Where's Sherman, Ress, and Lazy?


----------



## Snakecharmer

Saugeye Tom said:


> Sherman
> View attachment 338065
> View attachment 338063


Thanks for picking up 1/2 my dinner!


----------



## Snakecharmer

Smitty82 said:


> It was cool meeting the people behind the names. Had a great time!


I was looking for you but you snuck out. Next time, and I'll buy ya a beer.


----------



## Snakecharmer

0utwest said:


> Cant believe the timing for freezing rain and it also snowed a little more to make it worse , But oh well bringing miss outwest and venison summer sausage , cheese , crackers and if we get stranded at least we wont go hungry but it sure wont taste as good as that free steak dinner !


Thanks for the venison. It was delicious. Too bad Sherm didn't get to try it...Oh well I had a piece for him.


----------



## Snakecharmer

1basshunter said:


> It was really nice to meet everyone at the get together


Thank You!
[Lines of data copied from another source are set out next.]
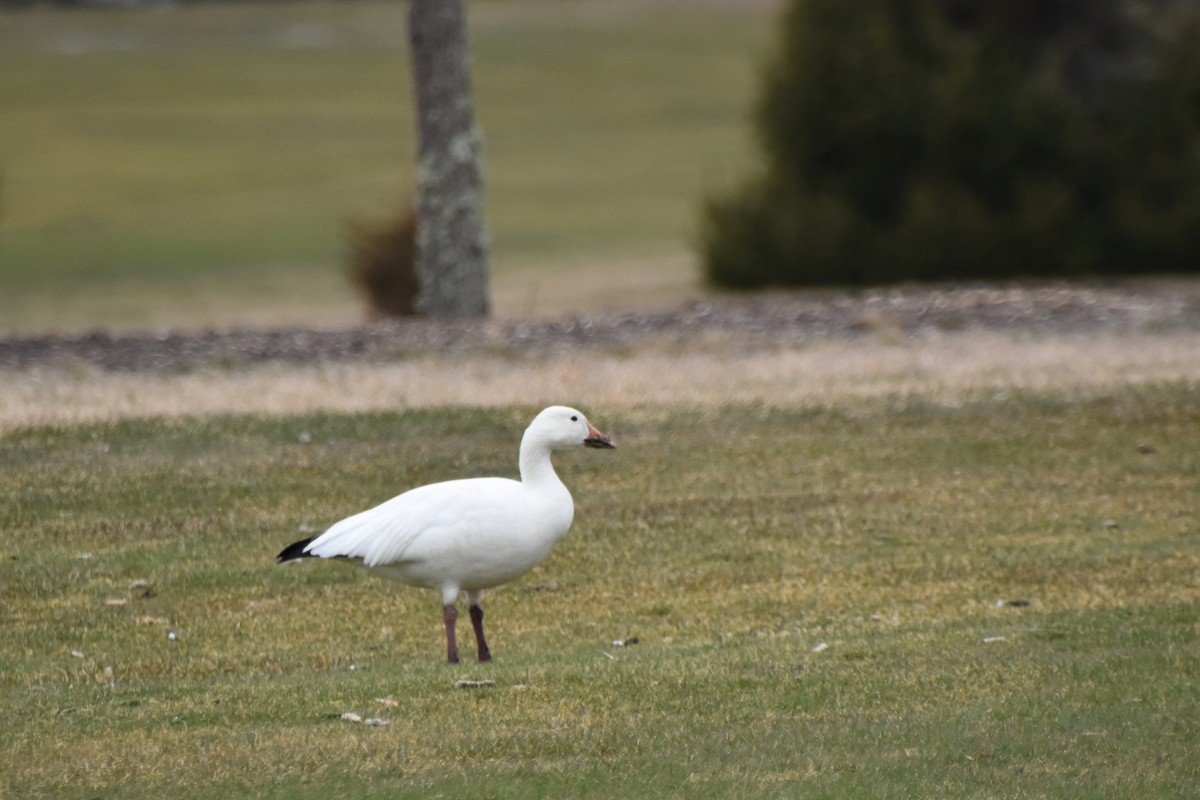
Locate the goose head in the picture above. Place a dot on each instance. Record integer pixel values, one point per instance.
(559, 427)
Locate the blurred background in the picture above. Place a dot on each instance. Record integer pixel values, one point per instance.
(204, 164)
(216, 164)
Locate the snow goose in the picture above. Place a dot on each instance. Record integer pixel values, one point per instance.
(466, 535)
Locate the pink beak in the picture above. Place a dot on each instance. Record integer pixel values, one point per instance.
(597, 439)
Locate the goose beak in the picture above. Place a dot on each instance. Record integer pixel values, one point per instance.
(597, 439)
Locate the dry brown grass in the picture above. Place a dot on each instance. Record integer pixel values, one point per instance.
(709, 372)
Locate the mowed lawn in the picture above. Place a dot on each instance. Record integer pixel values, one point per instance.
(192, 166)
(875, 599)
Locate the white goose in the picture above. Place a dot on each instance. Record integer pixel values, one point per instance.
(466, 535)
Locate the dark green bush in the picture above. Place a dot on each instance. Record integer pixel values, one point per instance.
(952, 139)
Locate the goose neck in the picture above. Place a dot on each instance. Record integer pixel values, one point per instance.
(535, 465)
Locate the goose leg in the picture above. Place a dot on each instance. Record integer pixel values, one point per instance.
(477, 621)
(450, 615)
Great talking to you.


----------



## CFIden

Thanks for the food, drinks and good company. Was fun meeting all of you.


----------



## 1basshunter

Man you guys was so drunk you even let me in 

Hey Mitch, when Brandon left and fell in the mud puddle did you ever pick them up or did you just turn him over in the puddle​


----------



## Smitty82

Snakecharmer said:


> I was looking for you but you snuck out. Next time, and I'll buy ya a beer.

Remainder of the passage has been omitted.